The moral of this story is to never allow the disapproval or negativity of dream stealers to destroy your dreams. Especially if it is something that you believe will truly enhance your life, or more importantly, feed your soul. Be the Dream Maker!
One day many years ago while I was at work- I got out of my chair to go to the printer in the other room, out of the blue I started limping. I was so upset and scared by this- I wondered, what was happening to me? After limping for a few days I went to a shoe store, where I was fitted with my first pair of Dansko shoes. I remember so clearly the great relief I felt, I said to myself, “It’s a miracle” – After having tears of thankfulness, I had a smile on my face all that day. The next week, I visited a Podiatrist. He was puzzled when I told him that I felt numbness under my two middle toes. He did an x-ray and told me that I had a Neuroma. However, he couldn’t figure out why my foot would be numb and why I didn’t feel any pain. I was told that I could never walk in sand again, I couldn’t walk bare foot, I could never wear high heals, all kinds of don’ts. Like a good patient, I shook my head in agreement. I left feeling sad.
It wasn’t until I was studying Hypnotherapy, we were getting started in medical, clinical session of our studies. My instructor asked the class, “who has a medical issue that you would like to work on”? He went around the the class, came to me, I told him that I had a Neuroma- He thought for a moment and said, “yeah, we can use that, that’s been cured before” – We then got into groups of three, I was the client with the issue, two of my classmates were the hypnotherapists. I have to be honest, I didn’t think it could be done, it was after all a medical condition, not an emotional issue. I thought, “what the heck,” I’ll play along. My two hypnotherapist did a fantastic job, very thorough. What we discovered was at that same time in my life, when the numbness started, I felt lost and I felt left behind. My three daughters, had all graduated from college and moved on with their lives. I suppose you could call it empty nest syndrome. I just wanted to numb myself, so that the feelings wouldn’t be so strong. For many years I lived with the notion that I had a numbing Neuroma, and it would always be there. I excepted what I was told.
What we do as hypnotherapists is to ask the issue (numbness) what it needs to feel better. What my numbness wanted was “connectedness” …. My hypnotherapist used the words “day by day the numbing is going away, we use “day by day” because increments are often easier for most of us to except. My hypnotherapist than told my subconscious positive actions steps on staying connected and so on. One of the visualizations I chose for my therapy, was to walk in sand barefoot, and to wear shoes that I didn’t consider homely. Within a few days of my session, slowly, day by day, I noticed the numbness was subsiding. I admit, I was surprised- I thought, wow, that’s cool and amazing.
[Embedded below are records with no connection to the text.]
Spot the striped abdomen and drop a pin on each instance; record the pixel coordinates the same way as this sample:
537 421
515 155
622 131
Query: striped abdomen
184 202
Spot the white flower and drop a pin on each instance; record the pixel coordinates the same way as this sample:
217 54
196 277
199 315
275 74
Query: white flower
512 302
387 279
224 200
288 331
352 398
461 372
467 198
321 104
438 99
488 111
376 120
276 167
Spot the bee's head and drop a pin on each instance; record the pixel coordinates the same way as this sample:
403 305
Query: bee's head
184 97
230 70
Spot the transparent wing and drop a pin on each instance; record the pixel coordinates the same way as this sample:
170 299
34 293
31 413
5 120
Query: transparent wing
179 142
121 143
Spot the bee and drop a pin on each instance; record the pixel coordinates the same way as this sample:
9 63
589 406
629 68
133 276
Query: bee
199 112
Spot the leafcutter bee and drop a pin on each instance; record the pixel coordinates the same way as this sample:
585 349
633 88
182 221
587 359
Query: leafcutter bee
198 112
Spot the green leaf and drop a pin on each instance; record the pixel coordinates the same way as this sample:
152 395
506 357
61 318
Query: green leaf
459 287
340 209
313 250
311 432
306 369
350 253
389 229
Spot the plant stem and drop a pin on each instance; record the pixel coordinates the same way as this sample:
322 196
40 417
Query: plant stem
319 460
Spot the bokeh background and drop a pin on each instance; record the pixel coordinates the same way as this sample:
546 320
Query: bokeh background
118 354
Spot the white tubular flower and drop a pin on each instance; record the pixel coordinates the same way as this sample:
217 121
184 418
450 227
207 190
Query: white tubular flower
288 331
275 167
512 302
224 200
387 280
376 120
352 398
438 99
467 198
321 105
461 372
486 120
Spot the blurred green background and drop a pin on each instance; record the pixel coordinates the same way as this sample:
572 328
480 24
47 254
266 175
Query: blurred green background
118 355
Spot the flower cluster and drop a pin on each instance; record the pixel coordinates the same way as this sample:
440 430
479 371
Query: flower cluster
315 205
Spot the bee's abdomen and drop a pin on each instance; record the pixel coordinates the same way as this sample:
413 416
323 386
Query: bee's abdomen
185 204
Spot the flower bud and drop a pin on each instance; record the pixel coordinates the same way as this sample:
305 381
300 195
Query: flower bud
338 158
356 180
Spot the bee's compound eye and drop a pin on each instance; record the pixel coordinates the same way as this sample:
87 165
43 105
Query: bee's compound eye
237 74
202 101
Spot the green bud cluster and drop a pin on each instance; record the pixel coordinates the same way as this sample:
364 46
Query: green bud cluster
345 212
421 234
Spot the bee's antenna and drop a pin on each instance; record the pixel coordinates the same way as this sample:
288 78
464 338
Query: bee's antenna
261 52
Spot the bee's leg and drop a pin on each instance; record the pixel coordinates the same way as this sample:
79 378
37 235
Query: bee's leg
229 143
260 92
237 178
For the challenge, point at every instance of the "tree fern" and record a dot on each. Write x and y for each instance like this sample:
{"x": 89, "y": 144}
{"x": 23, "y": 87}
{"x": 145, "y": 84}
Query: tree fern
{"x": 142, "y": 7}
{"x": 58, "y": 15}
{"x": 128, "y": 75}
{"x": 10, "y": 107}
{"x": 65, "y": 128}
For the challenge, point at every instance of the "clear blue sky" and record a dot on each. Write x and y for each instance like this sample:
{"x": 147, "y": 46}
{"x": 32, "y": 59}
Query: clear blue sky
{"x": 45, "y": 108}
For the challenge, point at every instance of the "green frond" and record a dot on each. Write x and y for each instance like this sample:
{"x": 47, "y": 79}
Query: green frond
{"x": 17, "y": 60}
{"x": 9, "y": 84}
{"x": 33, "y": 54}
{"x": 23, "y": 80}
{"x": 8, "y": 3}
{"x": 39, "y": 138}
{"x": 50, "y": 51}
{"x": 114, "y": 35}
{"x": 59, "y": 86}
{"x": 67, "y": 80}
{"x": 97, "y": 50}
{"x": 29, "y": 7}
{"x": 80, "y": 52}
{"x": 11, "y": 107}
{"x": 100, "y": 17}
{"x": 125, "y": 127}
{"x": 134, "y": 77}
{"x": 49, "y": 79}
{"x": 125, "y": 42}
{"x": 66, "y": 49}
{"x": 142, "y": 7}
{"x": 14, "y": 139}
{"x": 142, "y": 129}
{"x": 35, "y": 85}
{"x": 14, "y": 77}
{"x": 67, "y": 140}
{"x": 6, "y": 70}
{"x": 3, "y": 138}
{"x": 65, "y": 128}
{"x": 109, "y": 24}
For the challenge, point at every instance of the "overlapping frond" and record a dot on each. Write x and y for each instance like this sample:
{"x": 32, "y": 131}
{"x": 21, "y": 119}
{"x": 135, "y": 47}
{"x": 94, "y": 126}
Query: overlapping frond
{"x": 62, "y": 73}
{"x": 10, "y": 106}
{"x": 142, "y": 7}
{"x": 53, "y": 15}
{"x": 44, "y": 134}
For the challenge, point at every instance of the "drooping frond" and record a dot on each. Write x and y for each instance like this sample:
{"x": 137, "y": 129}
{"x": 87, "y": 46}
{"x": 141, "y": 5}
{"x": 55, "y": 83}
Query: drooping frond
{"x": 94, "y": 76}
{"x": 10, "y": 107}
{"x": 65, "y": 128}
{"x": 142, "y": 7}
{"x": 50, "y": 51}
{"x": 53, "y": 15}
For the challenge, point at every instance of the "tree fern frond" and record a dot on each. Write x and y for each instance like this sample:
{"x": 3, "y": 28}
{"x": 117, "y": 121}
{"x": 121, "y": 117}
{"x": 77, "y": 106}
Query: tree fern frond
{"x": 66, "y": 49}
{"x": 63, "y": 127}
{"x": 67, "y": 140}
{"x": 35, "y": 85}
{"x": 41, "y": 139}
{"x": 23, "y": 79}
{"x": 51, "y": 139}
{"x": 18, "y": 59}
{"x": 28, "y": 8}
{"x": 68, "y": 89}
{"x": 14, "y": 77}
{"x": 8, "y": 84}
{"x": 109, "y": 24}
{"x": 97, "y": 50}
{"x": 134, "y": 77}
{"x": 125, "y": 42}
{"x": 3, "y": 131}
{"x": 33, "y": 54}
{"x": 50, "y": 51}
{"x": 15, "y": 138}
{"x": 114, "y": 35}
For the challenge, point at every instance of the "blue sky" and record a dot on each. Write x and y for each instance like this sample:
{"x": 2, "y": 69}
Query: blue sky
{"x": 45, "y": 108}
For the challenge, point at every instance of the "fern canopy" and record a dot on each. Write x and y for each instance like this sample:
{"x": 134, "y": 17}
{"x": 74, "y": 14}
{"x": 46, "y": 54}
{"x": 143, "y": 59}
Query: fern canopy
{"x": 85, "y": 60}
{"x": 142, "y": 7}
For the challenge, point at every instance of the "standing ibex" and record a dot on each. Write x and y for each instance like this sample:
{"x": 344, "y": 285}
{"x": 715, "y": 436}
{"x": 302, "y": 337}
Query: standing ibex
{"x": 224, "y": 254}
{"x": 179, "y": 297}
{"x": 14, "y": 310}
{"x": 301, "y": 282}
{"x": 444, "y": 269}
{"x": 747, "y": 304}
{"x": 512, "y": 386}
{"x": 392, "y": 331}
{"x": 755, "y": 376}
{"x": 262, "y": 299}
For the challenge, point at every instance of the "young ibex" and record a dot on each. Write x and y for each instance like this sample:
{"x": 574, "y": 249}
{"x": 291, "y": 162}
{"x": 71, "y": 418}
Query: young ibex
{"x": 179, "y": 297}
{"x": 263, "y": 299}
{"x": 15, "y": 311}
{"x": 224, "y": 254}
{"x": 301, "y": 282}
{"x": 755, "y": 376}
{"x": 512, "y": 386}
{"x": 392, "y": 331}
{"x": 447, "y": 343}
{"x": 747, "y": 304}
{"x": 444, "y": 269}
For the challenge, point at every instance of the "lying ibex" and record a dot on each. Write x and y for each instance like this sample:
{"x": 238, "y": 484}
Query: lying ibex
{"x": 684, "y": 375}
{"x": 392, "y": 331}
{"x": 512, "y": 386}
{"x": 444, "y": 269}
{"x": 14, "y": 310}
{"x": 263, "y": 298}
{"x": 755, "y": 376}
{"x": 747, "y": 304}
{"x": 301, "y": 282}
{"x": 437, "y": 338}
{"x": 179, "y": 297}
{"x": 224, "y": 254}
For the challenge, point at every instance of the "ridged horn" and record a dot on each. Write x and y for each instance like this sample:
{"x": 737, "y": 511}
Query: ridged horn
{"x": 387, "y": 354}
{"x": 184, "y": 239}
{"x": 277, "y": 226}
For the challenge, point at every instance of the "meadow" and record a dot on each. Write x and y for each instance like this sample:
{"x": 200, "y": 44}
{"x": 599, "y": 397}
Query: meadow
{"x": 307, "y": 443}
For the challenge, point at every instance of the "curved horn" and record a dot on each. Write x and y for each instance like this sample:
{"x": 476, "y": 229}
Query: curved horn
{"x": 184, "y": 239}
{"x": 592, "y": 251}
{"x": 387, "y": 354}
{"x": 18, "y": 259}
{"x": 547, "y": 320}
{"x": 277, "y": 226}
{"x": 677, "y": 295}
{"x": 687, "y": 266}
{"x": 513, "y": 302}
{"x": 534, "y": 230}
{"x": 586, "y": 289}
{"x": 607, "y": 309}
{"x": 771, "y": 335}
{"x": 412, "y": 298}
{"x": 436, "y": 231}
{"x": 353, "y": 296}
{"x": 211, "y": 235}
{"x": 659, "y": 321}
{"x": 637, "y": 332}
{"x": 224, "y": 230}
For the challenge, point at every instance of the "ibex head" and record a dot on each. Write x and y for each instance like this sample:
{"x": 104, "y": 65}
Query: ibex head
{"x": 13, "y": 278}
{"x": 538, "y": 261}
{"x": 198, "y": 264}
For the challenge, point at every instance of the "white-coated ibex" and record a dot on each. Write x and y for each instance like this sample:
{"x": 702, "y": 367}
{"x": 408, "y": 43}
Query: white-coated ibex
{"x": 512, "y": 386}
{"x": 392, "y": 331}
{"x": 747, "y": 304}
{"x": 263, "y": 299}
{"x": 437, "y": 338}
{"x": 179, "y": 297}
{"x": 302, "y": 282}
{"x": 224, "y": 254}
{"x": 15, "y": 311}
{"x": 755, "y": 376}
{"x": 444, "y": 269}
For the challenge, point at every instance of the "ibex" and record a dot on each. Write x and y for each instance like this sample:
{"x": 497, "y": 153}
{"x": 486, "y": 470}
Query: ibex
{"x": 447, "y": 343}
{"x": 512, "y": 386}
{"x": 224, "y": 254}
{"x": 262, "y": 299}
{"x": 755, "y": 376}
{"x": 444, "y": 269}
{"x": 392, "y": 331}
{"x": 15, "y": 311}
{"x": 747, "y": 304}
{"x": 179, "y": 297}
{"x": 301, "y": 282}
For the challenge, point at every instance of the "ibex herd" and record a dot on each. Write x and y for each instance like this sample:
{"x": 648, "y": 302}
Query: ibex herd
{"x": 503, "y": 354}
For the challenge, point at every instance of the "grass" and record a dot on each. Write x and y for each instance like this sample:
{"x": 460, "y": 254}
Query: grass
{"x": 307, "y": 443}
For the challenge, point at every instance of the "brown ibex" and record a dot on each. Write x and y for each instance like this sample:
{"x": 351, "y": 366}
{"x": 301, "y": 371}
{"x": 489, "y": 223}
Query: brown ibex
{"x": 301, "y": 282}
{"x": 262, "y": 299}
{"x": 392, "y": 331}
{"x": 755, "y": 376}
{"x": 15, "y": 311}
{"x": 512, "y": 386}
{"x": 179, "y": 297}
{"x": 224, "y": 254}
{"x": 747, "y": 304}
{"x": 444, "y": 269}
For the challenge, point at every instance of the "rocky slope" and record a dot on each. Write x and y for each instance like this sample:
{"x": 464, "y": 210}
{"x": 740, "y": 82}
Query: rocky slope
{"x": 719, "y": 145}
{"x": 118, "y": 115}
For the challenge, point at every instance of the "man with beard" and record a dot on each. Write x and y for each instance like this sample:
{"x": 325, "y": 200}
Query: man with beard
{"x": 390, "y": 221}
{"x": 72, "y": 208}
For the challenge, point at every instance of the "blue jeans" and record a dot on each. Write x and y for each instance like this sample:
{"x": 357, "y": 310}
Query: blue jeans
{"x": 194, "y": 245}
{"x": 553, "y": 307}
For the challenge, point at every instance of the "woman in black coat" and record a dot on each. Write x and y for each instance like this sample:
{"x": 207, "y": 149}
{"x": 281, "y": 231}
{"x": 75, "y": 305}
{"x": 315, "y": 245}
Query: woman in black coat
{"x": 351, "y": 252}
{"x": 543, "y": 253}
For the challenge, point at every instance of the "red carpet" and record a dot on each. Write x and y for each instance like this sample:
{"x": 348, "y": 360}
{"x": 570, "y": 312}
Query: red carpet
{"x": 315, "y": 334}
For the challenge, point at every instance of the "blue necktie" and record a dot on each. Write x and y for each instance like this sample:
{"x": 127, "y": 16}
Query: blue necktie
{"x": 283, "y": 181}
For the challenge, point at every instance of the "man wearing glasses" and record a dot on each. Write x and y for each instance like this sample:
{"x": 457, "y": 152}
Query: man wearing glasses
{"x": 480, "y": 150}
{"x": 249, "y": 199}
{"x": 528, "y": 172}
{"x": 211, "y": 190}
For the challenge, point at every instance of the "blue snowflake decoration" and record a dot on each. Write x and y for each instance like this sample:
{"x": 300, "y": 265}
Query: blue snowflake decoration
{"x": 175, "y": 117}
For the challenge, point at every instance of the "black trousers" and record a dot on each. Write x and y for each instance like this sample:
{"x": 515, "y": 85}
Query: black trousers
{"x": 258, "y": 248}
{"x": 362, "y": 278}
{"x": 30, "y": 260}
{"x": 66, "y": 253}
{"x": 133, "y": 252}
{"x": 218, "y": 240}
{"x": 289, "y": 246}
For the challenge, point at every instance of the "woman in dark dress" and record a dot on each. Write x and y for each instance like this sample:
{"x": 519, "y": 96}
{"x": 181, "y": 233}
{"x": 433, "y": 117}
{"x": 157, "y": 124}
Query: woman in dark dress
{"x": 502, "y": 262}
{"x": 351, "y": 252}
Soon after I left the Academy in Santa Fe, NM, I came home to Seattle. It was a Saturday afternoon, I said to my husband, “I am tired, how about a vacation to Hawaii?” The next morning we were on a flight to Maui. That is where I felt so liberated, I walked barefoot in the sand with no numbness what so ever. I walked near the water anyway- most of the sand was too hot to walk on. Although I am sure, if I put my mind to it, hot sand would not bother me either.
Slowly I am wearing cute shoes. I am not over doing it, I find myself still a bit cautious. I stay connected. What you should take away from this is that our emotions play a huge part in our physical wellness.